Be sure that your routine vaccines are up-to-date regardless of your travel destination.

Vaccines to Consider

You may be at risk for these vaccine-preventable diseases while travelling in this country. Talk to your travel health provider about which ones are right for you.

Hepatitis A

Hepatitis A is a disease of the liver spread by contaminated food or water. All those travelling to regions with a risk of hepatitis A infection should get vaccinated.

Hepatitis B

Hepatitis B is a disease of the liver spread through blood or other bodily fluids. Travellers who may be exposed (e.g., through sexual contact, medical treatment or occupational exposure) should get vaccinated.


Seasonal influenza occurs worldwide. The flu season usually runs from November to April in the northern hemisphere, between April and October in the southern hemisphere and year round in the tropics. Influenza (flu) is caused by a virus spread from person to person when they cough or sneeze or through personal contact with unwashed hands. Get the flu shot.

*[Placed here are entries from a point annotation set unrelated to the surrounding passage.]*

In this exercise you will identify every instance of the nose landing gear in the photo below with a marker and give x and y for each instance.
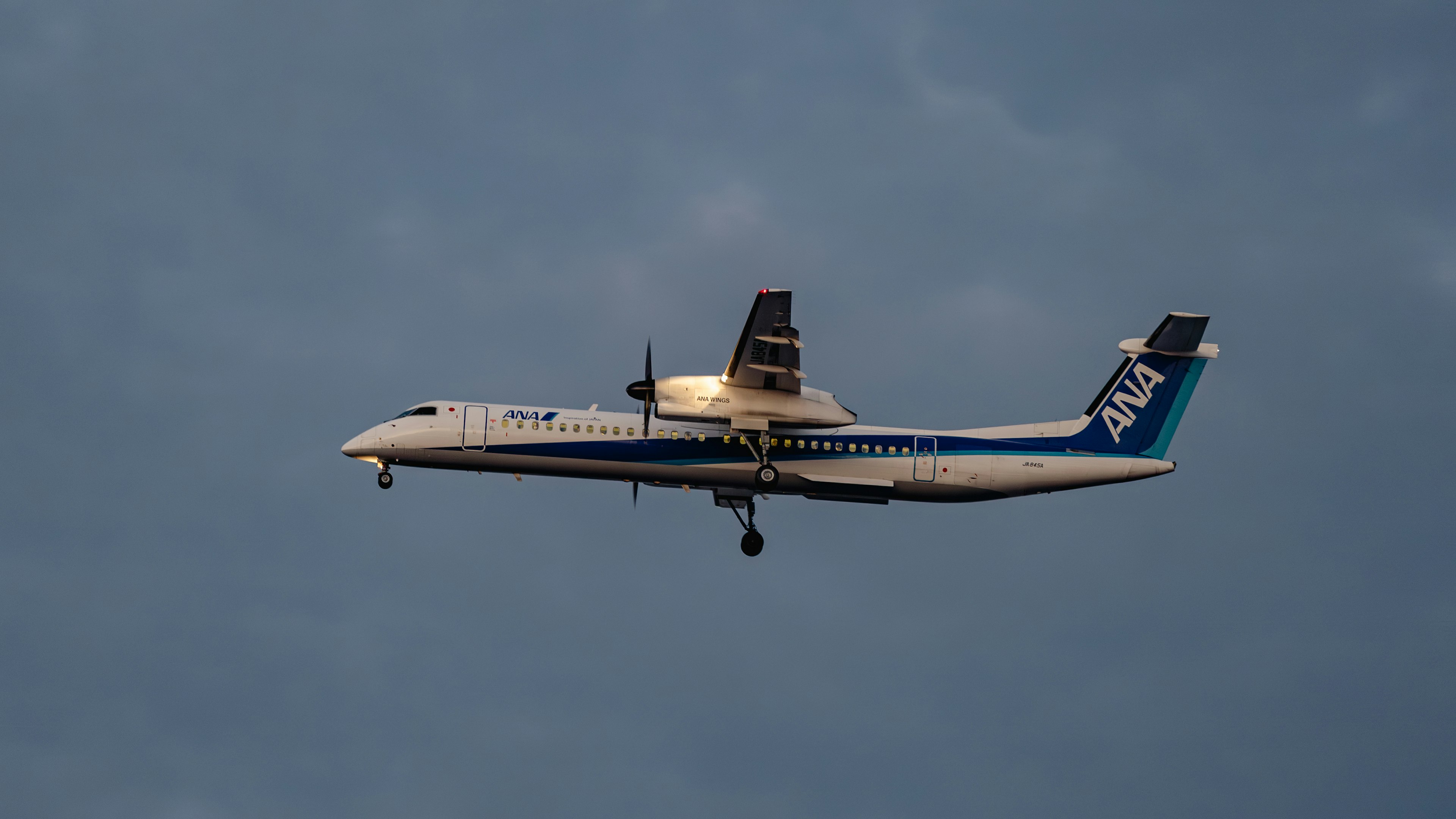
(752, 543)
(766, 476)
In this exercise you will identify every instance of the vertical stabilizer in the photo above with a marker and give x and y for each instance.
(1139, 410)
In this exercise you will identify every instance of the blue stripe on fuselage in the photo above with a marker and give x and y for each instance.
(714, 450)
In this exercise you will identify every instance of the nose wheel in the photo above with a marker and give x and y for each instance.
(752, 543)
(766, 476)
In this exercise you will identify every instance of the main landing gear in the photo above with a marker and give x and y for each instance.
(752, 543)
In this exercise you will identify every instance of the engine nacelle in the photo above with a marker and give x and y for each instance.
(708, 398)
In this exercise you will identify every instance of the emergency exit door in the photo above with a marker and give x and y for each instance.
(925, 460)
(472, 438)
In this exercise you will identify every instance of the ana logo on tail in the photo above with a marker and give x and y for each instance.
(1142, 391)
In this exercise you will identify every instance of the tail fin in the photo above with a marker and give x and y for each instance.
(1139, 409)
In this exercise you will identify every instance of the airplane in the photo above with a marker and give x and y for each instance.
(756, 431)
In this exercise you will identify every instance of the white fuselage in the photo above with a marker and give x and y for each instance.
(851, 462)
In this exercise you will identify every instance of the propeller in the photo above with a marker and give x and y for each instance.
(646, 390)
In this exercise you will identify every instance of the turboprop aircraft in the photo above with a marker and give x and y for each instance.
(756, 432)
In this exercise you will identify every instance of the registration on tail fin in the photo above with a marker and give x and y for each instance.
(1139, 409)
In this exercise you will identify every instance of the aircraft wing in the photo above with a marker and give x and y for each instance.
(768, 353)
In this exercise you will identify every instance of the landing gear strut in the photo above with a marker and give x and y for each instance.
(752, 543)
(766, 476)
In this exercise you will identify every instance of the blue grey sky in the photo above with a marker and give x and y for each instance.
(232, 235)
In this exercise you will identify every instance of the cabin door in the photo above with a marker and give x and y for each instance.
(472, 438)
(925, 460)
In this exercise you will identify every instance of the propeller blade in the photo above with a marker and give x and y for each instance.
(647, 403)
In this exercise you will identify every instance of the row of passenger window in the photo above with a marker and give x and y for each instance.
(799, 443)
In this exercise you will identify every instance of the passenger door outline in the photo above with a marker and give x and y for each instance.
(924, 458)
(472, 431)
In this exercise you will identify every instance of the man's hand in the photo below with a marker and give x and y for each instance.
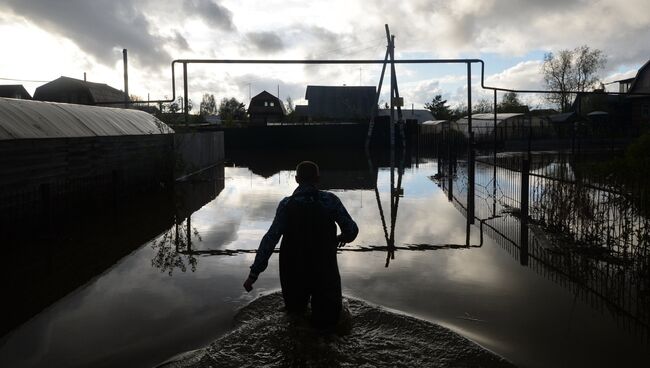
(248, 284)
(340, 242)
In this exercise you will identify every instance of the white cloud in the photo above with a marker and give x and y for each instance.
(89, 37)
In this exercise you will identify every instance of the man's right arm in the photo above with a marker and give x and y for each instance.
(270, 240)
(349, 229)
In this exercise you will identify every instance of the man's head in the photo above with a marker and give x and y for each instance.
(307, 173)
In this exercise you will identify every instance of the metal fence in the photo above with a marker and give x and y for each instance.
(557, 217)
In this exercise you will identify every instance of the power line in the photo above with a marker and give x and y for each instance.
(23, 80)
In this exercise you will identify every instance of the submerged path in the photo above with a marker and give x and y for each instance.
(265, 336)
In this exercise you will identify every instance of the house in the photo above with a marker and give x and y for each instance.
(70, 90)
(421, 115)
(340, 103)
(14, 91)
(508, 126)
(639, 105)
(265, 108)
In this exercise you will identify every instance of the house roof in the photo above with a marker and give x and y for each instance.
(420, 115)
(265, 96)
(11, 90)
(638, 74)
(340, 102)
(23, 119)
(490, 116)
(99, 92)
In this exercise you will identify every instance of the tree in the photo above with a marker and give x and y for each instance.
(510, 103)
(571, 70)
(231, 109)
(290, 105)
(173, 107)
(439, 108)
(207, 106)
(483, 106)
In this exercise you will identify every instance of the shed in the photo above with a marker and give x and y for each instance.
(341, 103)
(438, 126)
(265, 108)
(55, 156)
(509, 126)
(22, 119)
(14, 91)
(70, 90)
(421, 115)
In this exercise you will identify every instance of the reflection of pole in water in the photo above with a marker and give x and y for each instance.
(525, 167)
(189, 234)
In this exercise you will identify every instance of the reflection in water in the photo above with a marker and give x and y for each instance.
(170, 246)
(472, 287)
(266, 337)
(173, 247)
(561, 235)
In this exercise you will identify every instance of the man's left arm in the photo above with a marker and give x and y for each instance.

Measles occurs worldwide but is a common disease in developing countries, particularly in parts of Africa and Asia. Measles is a highly contagious disease. Be sure your vaccination against measles is up-to-date regardless of the travel destination.


Rabies is a disease that attacks the central nervous system spread to humans through a bite, scratch or lick from a rabid animal. Vaccination should be considered for travellers going to areas where rabies exists and who have a high risk of exposure (i.e., close contact with animals, occupational risk, and children).

Yellow Fever Vaccination

Yellow fever is a disease caused by the bite of an infected mosquito.

Travellers get vaccinated either because it is required to enter a country or because it is recommended for their protection.

* It is important to note that country entry requirements may not reflect your risk of yellow fever at your destination. It is recommended that you contact the nearest diplomatic or consular office of the destination(s) you will be visiting to verify any additional entry requirements.
  • There is no risk of yellow fever in this country.
Country Entry Requirement*
  • Proof of vaccination is not required to enter this country.
  • Vaccination is not recommended.

Food and Water-borne Diseases

Travellers to any destination in the world can develop travellers' diarrhea from consuming contaminated water or food.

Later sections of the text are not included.